VistA-Office is released -- sort of
- By Nancy Ferris
- Sep 20, 2005
After months of promising that it would make federal electronic health records (EHRs) software available to physicians as free downloads, the Centers for Medicare and Medicaid Services (CMS) is instead making an evaluation version of the software available through vendors.
CMS announced yesterday that it was releasing VistA-Office, a version of the EHR software developed by the Veterans Health Administration (VHA) and used throughout veterans hospitals, “to allow for the evaluation of VistA-Office…in physician offices, with particular attention to whether and how physician offices can implement the software effectively.”
The limited release also will allow for future modification of the software as needed to conform to national interoperability standards that are yet to be determined, the CMS announcement states. VistA-Office also will go through the certification process that a Department of Health and Human Services contractor will develop later this year.
Four vendors have been authorized to install the software. They are located in Florida, Texas and California.
CMS’ announcement emphasizes that the software is not free. Users must pay licensing fees for the database program, Cache from InterSystems, and for Current Procedural Terminology codes. In addition, vendors will charge for installation, support and maintenance services.
One of the vendors, Don Meehan of Document Storage Systems in Juno Beach, Fla., said his company will install the system in a 10-physician obstetrics and gynecology practice in Washington, D.C., in the next month.
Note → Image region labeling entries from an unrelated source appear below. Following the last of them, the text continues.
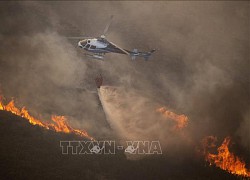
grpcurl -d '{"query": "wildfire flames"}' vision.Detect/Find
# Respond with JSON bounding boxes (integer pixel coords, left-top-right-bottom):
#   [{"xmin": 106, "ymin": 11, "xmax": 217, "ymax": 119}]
[
  {"xmin": 203, "ymin": 136, "xmax": 250, "ymax": 177},
  {"xmin": 0, "ymin": 96, "xmax": 93, "ymax": 140},
  {"xmin": 156, "ymin": 107, "xmax": 188, "ymax": 130}
]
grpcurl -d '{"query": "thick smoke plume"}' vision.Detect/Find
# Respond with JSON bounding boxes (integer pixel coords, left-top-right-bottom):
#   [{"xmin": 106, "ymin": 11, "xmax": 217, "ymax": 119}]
[{"xmin": 0, "ymin": 2, "xmax": 250, "ymax": 157}]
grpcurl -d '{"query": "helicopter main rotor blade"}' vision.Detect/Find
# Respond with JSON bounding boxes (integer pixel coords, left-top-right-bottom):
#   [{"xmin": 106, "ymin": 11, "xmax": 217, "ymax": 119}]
[
  {"xmin": 102, "ymin": 15, "xmax": 114, "ymax": 37},
  {"xmin": 66, "ymin": 36, "xmax": 93, "ymax": 39}
]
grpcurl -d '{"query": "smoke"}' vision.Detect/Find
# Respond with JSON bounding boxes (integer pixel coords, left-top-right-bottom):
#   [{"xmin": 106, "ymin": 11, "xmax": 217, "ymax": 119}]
[{"xmin": 0, "ymin": 2, "xmax": 250, "ymax": 156}]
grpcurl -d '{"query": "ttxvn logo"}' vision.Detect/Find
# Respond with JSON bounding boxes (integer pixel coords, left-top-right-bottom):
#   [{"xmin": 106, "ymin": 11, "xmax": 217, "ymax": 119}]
[{"xmin": 60, "ymin": 141, "xmax": 162, "ymax": 155}]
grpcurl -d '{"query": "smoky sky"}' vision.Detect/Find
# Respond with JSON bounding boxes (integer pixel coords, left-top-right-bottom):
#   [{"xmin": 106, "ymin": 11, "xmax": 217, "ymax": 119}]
[{"xmin": 0, "ymin": 1, "xmax": 250, "ymax": 153}]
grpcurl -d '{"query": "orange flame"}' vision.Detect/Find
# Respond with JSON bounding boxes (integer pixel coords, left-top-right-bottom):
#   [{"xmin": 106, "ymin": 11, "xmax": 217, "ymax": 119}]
[
  {"xmin": 0, "ymin": 96, "xmax": 94, "ymax": 140},
  {"xmin": 156, "ymin": 107, "xmax": 188, "ymax": 130},
  {"xmin": 203, "ymin": 136, "xmax": 250, "ymax": 177}
]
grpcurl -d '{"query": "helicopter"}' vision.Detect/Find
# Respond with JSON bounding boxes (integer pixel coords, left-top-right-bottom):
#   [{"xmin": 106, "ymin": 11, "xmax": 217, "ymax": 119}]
[{"xmin": 69, "ymin": 15, "xmax": 155, "ymax": 61}]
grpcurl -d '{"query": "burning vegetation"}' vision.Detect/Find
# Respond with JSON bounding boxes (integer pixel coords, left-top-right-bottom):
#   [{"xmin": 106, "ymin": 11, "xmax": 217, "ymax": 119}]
[
  {"xmin": 156, "ymin": 107, "xmax": 188, "ymax": 130},
  {"xmin": 202, "ymin": 136, "xmax": 250, "ymax": 177},
  {"xmin": 0, "ymin": 96, "xmax": 94, "ymax": 140}
]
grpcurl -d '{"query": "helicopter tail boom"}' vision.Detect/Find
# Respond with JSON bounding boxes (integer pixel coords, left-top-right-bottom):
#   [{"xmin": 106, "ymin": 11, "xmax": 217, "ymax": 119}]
[{"xmin": 130, "ymin": 49, "xmax": 155, "ymax": 61}]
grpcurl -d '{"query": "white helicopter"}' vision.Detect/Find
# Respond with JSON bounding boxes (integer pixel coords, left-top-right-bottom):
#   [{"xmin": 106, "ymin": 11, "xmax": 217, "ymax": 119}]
[{"xmin": 69, "ymin": 15, "xmax": 155, "ymax": 60}]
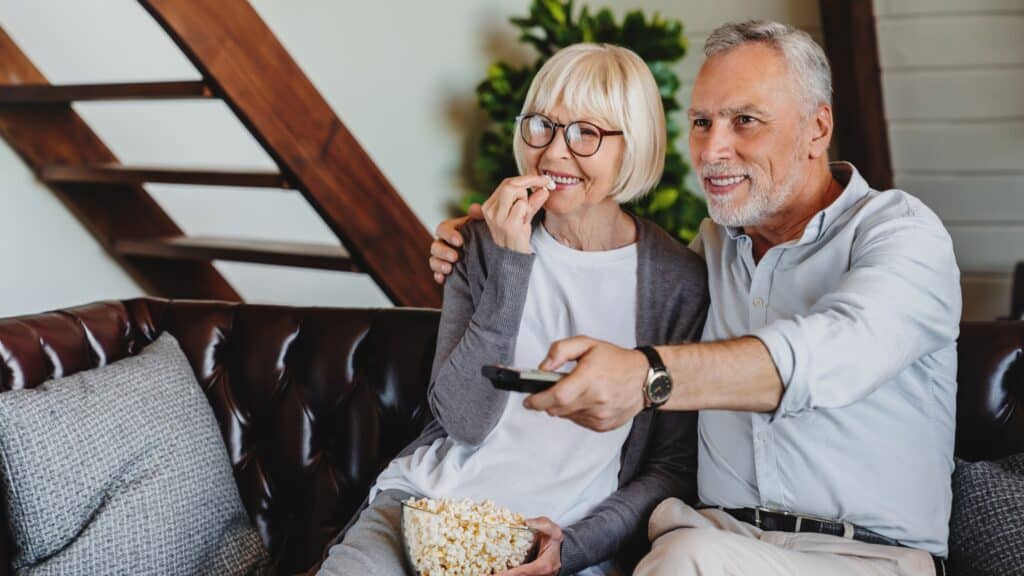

Meehan, formerly the chief information officer for a VHA regional network, said the Washington, D.C., installation is expected to be a model for others to follow.
Although VistA-Office was installed at some test sites, he said, the software was frequently revised and the sites “were more like alpha sites.” Most of the participating doctors became frustrated and declined to use the system, Meehan said.
Document Storage Systems, whose employees have experience with VHA’s software, is doing the Washington, D.C., installation at no charge, but expects to charge doctors for its services, he said.
Meehan said his company would do either a turnkey installation in which it would configure the system as needed, install it on the office network, train users and provide support, or it would offer an application service provider model in which VistA-Office would be hosted at Document Storage Systems.
The turnkey installation would be more expensive and better suited to larger medical offices, he said.